La cause Hidalgo a été reprise par son associé José María Morelos y Pavón, un autre curé. Avec une armée rebelle petite mais disciplinée, il a pris le contrôle d’importantes parties du sud du Mexique. Les congrès constitutifs, que Morelos convoqua à Chilpancingo en 1813, publièrent à Apatzingán en 1814 des déclarations formelles d’indépendance et rédigèrent des constitutions républicaines pour les zones sous son contrôle militaire.
À peu près au même moment, les troupes napoléoniennes se retiraient d’Espagne et, en 1814, Ferdinand VII revenait d’un exil involontaire. L’un de ses premiers actes a été d’annuler la constitution libérale espagnole de 1812. Les troupes espagnoles, qui n’étaient plus nécessaires pour combattre les Français, reçurent l’ordre d’écraser la révolution de Morelos. Capturé et défroqué, Morelos a été abattu en hérétique et en révolutionnaire le décembre 2014. 22, 1815. Des bandes de guérilla dispersées mais en diminution ont maintenu en vie la tradition populiste, républicaine et nationaliste d’Hidalgo et de Morelos.
L’indépendance du Mexique s’est produite presque par hasard lorsque les constitutionnalistes espagnols ont mené une rébellion qui, en 1820, a forcé Ferdinand VII à rétablir la constitution libérale de 1812. Les conservateurs du Mexique, inquiets de voir les libéraux anticléricaux menacer leurs privilèges religieux, économiques et sociaux, considéraient l’indépendance de l’Espagne comme un moyen d’épargner la Nouvelle-Espagne de tels changements.

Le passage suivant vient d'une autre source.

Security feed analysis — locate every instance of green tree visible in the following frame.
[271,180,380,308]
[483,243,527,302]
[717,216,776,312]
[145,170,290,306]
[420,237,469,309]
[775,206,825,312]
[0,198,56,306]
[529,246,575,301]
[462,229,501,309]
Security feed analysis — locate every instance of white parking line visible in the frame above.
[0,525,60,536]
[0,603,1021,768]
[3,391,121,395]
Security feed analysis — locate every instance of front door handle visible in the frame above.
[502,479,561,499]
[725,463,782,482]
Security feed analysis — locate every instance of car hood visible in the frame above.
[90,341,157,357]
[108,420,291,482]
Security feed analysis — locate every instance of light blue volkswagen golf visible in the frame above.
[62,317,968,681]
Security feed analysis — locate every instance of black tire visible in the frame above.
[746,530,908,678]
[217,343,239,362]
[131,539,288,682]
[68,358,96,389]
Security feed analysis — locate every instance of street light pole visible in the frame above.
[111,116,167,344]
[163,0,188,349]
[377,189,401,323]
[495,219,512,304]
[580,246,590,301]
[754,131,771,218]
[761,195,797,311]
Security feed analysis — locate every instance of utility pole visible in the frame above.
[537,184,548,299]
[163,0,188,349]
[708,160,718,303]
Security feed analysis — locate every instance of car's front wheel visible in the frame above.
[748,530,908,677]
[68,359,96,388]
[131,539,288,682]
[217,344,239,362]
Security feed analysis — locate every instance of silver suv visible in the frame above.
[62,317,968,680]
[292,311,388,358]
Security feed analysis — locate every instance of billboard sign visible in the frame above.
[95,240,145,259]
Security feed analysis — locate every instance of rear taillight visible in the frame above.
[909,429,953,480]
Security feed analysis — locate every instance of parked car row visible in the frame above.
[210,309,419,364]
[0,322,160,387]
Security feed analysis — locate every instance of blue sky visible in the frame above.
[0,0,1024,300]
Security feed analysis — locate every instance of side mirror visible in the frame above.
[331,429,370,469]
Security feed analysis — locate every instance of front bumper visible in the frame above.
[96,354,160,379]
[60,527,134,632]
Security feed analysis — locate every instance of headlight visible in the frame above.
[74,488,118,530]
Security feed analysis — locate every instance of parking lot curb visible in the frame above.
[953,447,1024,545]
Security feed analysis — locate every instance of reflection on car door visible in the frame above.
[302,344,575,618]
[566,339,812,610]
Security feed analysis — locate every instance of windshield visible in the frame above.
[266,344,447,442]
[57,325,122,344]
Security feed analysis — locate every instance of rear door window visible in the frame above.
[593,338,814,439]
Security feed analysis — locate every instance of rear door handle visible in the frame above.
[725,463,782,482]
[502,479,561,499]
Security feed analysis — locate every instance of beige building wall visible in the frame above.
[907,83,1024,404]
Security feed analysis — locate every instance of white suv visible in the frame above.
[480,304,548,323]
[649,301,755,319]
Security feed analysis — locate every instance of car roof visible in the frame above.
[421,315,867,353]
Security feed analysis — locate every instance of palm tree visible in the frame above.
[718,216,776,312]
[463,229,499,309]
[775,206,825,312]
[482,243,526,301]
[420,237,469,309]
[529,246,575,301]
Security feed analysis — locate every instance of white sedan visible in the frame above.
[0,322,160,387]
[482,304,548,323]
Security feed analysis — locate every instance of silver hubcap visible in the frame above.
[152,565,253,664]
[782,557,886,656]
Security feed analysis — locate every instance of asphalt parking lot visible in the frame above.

Ils ont trouvé un porte-parole et un leader compétent en Agustín de Iturbide, un créole de première génération. Iturbide, qui avait servi comme officier royaliste loyal contre Hidalgo et d’autres, avait reçu le commandement des troupes royales avec lesquelles il devait éliminer les restes du mouvement républicain, alors dirigé par le futur président Vicente Guerrero.
Alors qu’il combattait ostensiblement Guerrero, Iturbide négociait en fait avec lui pour rejoindre un nouveau mouvement indépendantiste. En 1821, ils ont publié le soi-disant Plan d’Iguala (Plan de Iguala), un document conservateur déclarant que le Mexique devait être indépendant, que sa religion devait être le catholicisme romain et que ses habitants devaient être unis, sans distinction entre Mexicain et européen. Il stipulait en outre que le Mexique deviendrait une monarchie constitutionnelle sous Ferdinand VII, que lui ou un prince espagnol occuperait le trône à Mexico et qu’une junte intérimaire établirait des règlements pour l’élection des députés à un congrès qui rédigerait une constitution pour la monarchie.
Unies comme l’Armée des Trois Garanties (indépendance, union, préservation du catholicisme romain), les troupes combinées d’Iturbide et de Guerrero ont pris le contrôle de la majeure partie du Mexique au moment où Juan O’Donojú, nommé capitaine général espagnol, est arrivé dans la capitale vice-royale. Sans argent, sans provisions ni troupes, O’Donojú se sentit obligé de signer le traité de Córdoba le. 24, 1821. Le traité mit officiellement fin à la dépendance de la Nouvelle-Espagne vis-à-vis de l’Ancienne Espagne, rebaptisa la nation Empire mexicain et déclara que le congrès devait élire un empereur si aucun prince européen approprié ne pouvait être trouvé. Dans l’une des ironies de l’histoire, un Mexique conservateur avait obtenu son indépendance d’une Espagne temporairement libérale.